Heather kicked us off on the topic of social capital with one of my favourite Big Bang Theory segments (it was also the perfect afternoon pick-me-up for the class). The basis of the clip, and Chapter 10 in Kadushin’s book, is that social networks have value. He explains that we can have social capital as individuals and as groups/communities. While this notion is not a new by any means, it gave me the vocabulary to describe something we talk about all the time.
I was part of a program where business professionals (with some degree of social capital) take on senior undergrad students to mentor them in their transition to industry. The idea of networking was heavily emphasized, as strong and weak ties were important for weaving the community together. The overt efforts to ‘network’ was more of a business-card collecting exercise in the end, but I did take two things away that resonated with me: grant yourself permission to meet whoever you want; and approach every situation by thinking about what you can do for them.
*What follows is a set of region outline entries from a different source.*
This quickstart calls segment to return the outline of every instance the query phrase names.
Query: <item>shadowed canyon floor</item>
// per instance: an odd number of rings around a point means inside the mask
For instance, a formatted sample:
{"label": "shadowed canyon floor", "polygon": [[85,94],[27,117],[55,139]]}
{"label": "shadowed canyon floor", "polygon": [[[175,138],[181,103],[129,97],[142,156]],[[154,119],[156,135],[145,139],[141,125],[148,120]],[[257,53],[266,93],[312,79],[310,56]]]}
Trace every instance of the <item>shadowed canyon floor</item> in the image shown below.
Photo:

Both of these thoughts put me in a positive mental space while reflecting values of safety and effanctance.
In our discussion about the negatives of social capital, I think sometimes social capital can come unsubstantiated (ie. what Kate said about people who are famous for being famous). It can become a dangerous thing if we celebrate or reinforce role models and leaders who misguide the community. I guess one can argue that ‘unsubstantiated’ is similar to ‘potential’ – which relates to Pierre Bourdieu‘s definition of social capital: “the aggregate of the actual or potential resources which are linked to possession of a durable network of more or less institutionalized relationships of mutual acquaintance and recognition.”